You’ve got the same bad habit that I do – putting stuff into sentence fragments rather than whole sentences.I think you really could combine those first two.
Our train hit a snowdrift a thousand miles from Bisalu Port leaving us temporarily stranded in the middle of nowhere with nothing but miles of ice all around.
A good setting for a murder-mystery, but since no one got murdered, we whiled away the time telling ghost stories.
This is what went “clunk” to me -- but since no one got murdered.
Consider – but, since no one felt like killing a fellow passenger, we whiled away…..
Just me, a newly-wed couple on their way to Lake Opaloho, and four wide-eyed children returning from holiday with their sour-faced guardian. I endured three or four tales about ghost ships and ghostly-train conductors,
This sentence is another fragment – a list. The first thing that bothered me there was the “Just me, a newly--wed couple – I initially thought that the me was going to be expounded on by the “a newly-wed” but the couple precluded that. It was an annoying little nit, but one right there in the opening.
There in the dining car were a newly-wed couple on their way to Lake Opaloho, four wide-eyed children returning from holiday with their sour-faced guardian and me. I endured three or four tales about ghost ships and ghostly-train conductors,
It’s just my opinion, of course, but I think making it another complete sentence and moving the “me” closer to the “I endured” makes for a stronger segue.
Unfortunately I used dining car so it would then be necessary to give a touch more information rather than repeating what was already given. You could tell something interesting – was there a candle on the table where there faces were pressed close? Actually, that many people in a dining car, around a table presumably – how do you get “pressed close” ????
I think it is the presence of so many sentence fragments that was my main concern here.
But I liked this opening. Good work with the concept.
Oops! I forgot the last nit.
before the ships came down and the world was still a mysterious place.”

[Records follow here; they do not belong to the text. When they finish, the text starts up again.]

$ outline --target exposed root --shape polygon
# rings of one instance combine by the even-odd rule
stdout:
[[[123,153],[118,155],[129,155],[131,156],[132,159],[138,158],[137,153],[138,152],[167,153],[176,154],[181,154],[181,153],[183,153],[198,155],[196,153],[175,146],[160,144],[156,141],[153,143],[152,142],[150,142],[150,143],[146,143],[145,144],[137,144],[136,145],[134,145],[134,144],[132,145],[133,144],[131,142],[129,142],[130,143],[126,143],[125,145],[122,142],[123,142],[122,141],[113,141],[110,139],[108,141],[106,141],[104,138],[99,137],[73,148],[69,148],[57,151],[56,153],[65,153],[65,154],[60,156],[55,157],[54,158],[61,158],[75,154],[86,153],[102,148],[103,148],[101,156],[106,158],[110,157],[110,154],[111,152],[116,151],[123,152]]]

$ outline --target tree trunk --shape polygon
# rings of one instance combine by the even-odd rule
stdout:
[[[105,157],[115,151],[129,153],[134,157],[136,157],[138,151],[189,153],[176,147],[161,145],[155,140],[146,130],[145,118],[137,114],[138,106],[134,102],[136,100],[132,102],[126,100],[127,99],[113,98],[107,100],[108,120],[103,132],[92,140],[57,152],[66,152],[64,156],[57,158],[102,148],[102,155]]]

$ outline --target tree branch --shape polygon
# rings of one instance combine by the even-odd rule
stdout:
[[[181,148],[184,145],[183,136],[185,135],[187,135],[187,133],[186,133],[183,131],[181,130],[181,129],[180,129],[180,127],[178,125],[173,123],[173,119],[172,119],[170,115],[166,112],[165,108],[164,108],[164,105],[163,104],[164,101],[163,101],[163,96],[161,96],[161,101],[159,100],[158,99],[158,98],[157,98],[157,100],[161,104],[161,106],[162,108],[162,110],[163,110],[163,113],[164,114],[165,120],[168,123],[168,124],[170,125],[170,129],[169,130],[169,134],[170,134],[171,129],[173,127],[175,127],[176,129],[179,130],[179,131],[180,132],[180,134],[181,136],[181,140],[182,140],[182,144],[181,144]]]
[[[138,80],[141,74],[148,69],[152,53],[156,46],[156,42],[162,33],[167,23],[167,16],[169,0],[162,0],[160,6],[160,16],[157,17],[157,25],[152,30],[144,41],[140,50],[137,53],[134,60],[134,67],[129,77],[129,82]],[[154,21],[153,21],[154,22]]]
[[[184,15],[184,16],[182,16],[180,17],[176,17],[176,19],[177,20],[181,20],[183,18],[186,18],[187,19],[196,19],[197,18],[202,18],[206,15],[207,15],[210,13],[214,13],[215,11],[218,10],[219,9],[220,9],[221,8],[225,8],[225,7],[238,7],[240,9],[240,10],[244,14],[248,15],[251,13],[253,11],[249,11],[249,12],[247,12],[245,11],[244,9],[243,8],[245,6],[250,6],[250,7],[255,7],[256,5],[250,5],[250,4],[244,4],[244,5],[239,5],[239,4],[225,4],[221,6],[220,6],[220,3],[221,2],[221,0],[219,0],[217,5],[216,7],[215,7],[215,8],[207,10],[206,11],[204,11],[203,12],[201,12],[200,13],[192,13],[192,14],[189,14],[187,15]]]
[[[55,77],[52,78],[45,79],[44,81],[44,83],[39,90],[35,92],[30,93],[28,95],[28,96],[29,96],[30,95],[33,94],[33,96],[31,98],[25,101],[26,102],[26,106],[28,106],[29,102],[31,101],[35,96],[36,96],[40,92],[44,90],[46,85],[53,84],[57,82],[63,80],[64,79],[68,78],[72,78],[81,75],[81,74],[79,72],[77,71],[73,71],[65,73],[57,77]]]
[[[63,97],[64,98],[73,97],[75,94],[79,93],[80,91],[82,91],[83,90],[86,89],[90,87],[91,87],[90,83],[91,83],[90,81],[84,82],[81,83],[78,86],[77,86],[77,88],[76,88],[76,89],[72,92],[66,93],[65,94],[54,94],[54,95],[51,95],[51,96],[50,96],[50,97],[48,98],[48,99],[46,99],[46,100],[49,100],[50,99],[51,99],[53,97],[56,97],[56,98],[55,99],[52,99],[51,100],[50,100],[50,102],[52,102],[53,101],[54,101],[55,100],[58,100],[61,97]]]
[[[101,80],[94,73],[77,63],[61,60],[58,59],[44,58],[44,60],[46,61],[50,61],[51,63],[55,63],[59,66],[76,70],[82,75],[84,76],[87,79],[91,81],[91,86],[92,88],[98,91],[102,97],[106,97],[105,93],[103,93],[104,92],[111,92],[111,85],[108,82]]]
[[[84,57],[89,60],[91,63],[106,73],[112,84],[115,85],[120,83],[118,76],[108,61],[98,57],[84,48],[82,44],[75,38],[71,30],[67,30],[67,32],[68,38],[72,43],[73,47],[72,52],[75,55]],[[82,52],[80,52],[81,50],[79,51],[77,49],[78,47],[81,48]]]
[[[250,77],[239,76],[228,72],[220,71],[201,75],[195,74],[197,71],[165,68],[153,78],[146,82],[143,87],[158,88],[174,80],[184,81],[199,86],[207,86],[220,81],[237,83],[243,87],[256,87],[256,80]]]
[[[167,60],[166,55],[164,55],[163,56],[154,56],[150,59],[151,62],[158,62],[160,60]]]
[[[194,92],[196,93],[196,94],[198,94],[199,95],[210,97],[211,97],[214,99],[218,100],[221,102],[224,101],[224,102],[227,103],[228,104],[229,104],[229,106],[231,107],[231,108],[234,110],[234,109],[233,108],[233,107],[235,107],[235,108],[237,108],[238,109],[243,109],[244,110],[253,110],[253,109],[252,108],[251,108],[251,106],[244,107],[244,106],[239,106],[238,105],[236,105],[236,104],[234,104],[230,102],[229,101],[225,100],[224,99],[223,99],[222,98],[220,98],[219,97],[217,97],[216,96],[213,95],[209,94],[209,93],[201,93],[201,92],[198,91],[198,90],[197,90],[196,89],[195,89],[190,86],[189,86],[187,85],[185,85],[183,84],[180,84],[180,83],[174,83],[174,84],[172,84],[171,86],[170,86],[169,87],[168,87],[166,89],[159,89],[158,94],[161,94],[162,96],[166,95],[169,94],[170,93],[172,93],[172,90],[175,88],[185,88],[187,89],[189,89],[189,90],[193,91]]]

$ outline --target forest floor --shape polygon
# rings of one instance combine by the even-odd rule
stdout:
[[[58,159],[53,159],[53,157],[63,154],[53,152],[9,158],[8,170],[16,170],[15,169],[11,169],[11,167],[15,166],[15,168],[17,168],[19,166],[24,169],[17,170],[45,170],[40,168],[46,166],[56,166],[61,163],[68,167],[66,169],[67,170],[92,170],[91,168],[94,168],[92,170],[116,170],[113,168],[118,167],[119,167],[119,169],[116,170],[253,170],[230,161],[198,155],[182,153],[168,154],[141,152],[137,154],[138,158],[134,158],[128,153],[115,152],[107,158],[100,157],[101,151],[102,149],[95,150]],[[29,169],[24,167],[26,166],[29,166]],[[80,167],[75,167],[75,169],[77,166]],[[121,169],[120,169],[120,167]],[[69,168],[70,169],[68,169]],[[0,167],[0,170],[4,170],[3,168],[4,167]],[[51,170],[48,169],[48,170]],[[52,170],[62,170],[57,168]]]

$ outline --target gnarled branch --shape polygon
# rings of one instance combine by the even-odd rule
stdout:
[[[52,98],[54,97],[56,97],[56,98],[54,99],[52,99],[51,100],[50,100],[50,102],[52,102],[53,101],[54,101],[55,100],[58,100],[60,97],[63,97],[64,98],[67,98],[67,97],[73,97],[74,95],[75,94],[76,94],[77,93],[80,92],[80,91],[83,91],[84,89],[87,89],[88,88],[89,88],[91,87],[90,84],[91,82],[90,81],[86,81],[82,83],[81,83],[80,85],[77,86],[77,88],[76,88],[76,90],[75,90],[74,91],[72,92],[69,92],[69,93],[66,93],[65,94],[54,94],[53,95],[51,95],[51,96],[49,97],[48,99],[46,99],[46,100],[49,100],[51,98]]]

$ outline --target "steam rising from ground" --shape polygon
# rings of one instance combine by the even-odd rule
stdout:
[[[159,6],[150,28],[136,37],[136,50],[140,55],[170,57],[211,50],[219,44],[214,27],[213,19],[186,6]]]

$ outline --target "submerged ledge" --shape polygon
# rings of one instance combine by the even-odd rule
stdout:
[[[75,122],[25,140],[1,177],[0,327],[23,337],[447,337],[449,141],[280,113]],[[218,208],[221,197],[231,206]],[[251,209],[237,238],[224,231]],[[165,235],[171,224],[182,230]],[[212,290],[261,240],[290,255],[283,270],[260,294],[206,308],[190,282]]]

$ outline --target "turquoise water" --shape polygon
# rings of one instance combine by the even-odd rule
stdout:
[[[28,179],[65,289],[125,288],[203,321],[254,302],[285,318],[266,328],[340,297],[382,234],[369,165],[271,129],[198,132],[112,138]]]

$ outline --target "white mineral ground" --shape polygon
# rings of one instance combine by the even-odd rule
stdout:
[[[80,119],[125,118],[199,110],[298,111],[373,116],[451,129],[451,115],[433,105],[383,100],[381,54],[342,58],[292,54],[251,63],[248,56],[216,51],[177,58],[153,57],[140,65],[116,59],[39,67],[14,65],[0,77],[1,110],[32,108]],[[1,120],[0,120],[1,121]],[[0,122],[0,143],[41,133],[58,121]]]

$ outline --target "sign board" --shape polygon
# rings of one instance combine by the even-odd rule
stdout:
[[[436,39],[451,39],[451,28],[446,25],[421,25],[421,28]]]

is confusing. I think you must have meant –
before the ships came down, when the world was still a mysterious place.”
Otherwise I can’t decide whether the world was a mysterious place before the ships (good tease) came down or if the world became a mysterious place after they came down. Even with the “still,” I have that confusion.
I'm a real bear on clarity.
[This message has been edited by arriki (edited August 17, 2009).]